My dad has been active in his community working on developing a dog park and also helping the village with it’s official community plan. As a result, he has become an official mentor for Finn on his project and yesterday he sent along some great advice about how to get things done with local government.
Here’s his advise:
Your mom told me about your Masterworks project. I would love to share some of my experiences working on projects with the Town of the Blue Mountains. Here are some thoughts to start with if you want to get help from your local government.;
1. Clearly Identify Your Project (New Bike Park)
Describe why this is important to you and your community and other bikers. You are competing with many other municipal projects such as roads, water systems and other things which might have been discussed during your recent election.
Identify any benefits to the community such as a safe place for kids to develop their biking skills and to hang out. A healthy place to play outside without electronics. A showplace for the Municipality.
2. Build a Support Group
Set up a spreadsheet or Word table and add a line for each of your biking friends, their parents and anyone else who will support you. Each line records their name, mailing address, phone number and most importantly, email address. The more names you can get the better. Municipalities will pay attention to groups of people who need something. They often ignore individuals.
Use the email addresses to send out newsletters to the Group whenever something is happening. Ask the Group for additional names of people who might help or offer support.
Provide a copy of the list to the Municipality to show them that you are not alone.
3. Build Bridges
Never bad mouth members of your Council or municipal staff. They were elected by your neighbours or were hired based on their credentials. Getting them mad at you will not help your project.
Find ways to meet individual members of Council or staff to ask for advice on what you need to do to complete your Project. I think you have already done some of this. Do not stop with one meeting. Once you have made some contacts, stay in touch either in person or by phone or email. This shows them that you are serious about your project.
Send a note to each person recently elected, thanking them for being willing to help govern your community. Ask for their support for your project. You can also contact those who lost the election, thanking them for running and asking them for any ideas on moving your project forward.
4. Set Up a Project Plan
I think you have already started this.
1. Create a design for the bike park. Define the dimensions (how much land will be required). What materials will be needed (fencing, ramps, jumps etc).
2. Who will build the Park. Your Support Group? The Town? Local contractor donation of time and equipment?
3. How much will it cost. Where will the money come from? Can your Group do some fund raising? This is always helpful. Municipalities prefer not to fund special interest groups by sharing the costs with all the property owners (tax payers) who may not want to use your Park. I believe the Town is interested in providing another site from land available as public parks.

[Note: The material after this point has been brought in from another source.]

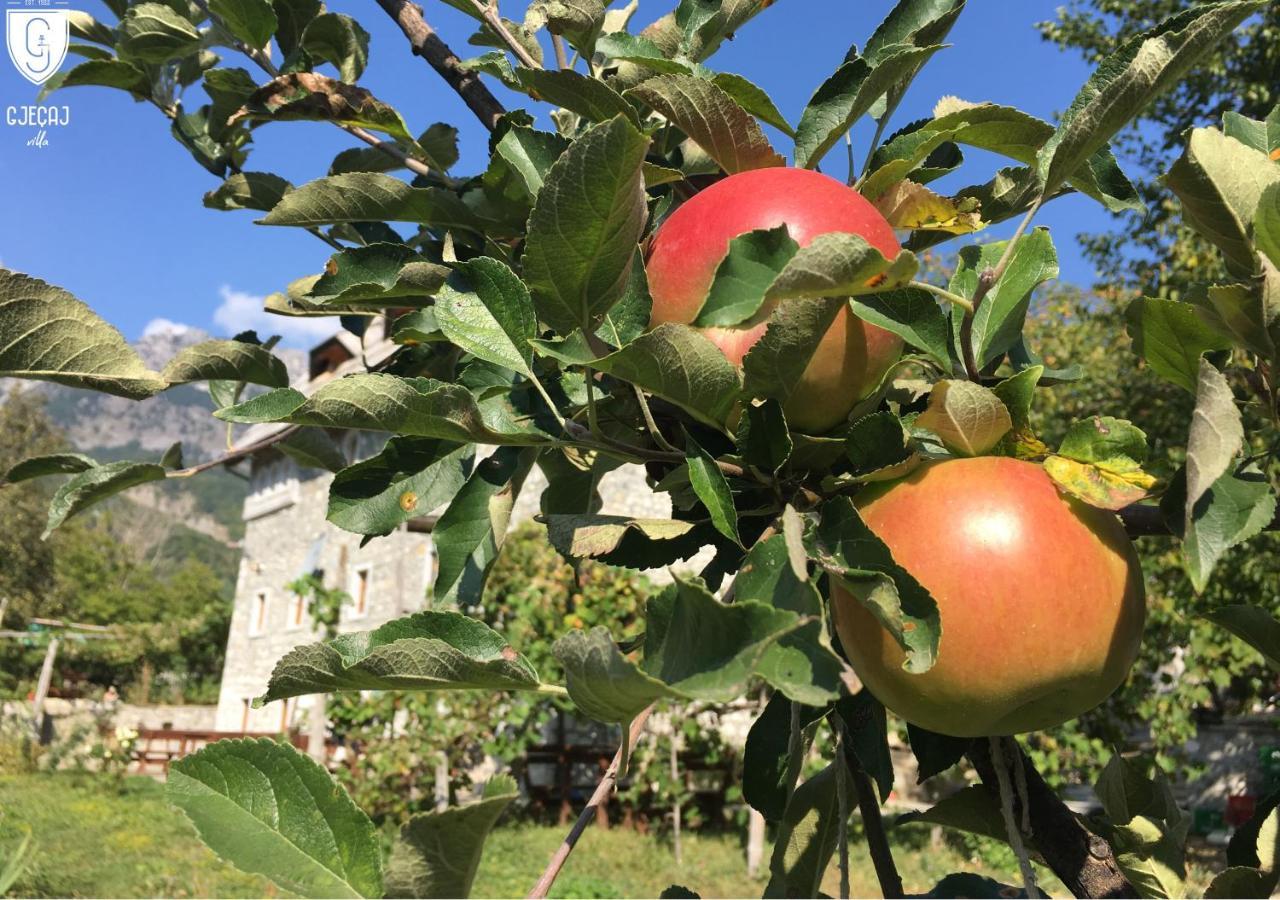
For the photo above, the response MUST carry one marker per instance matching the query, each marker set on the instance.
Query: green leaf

4. Who will manage the Park. What rules will be required to satisfy the Town so they can avoid liability if someone gets hurt. Usually the Town will cover themselves with a sign at the Park. What rules do other Municipalities use?
5. Who will maintain the Park. Your Support Group? The Parks department? The more you can find ways to limit the cost of the Park for the Municipality, the more they will be interested. There is never enough money to provide all the things that everybody wants.
6. Identify the Project Schedule. When do you want the Park to open? What does the Town need to do to make this happen? By-law changes? Approval of a budget. Availability of Town staff to prepare a site, install fencing etc.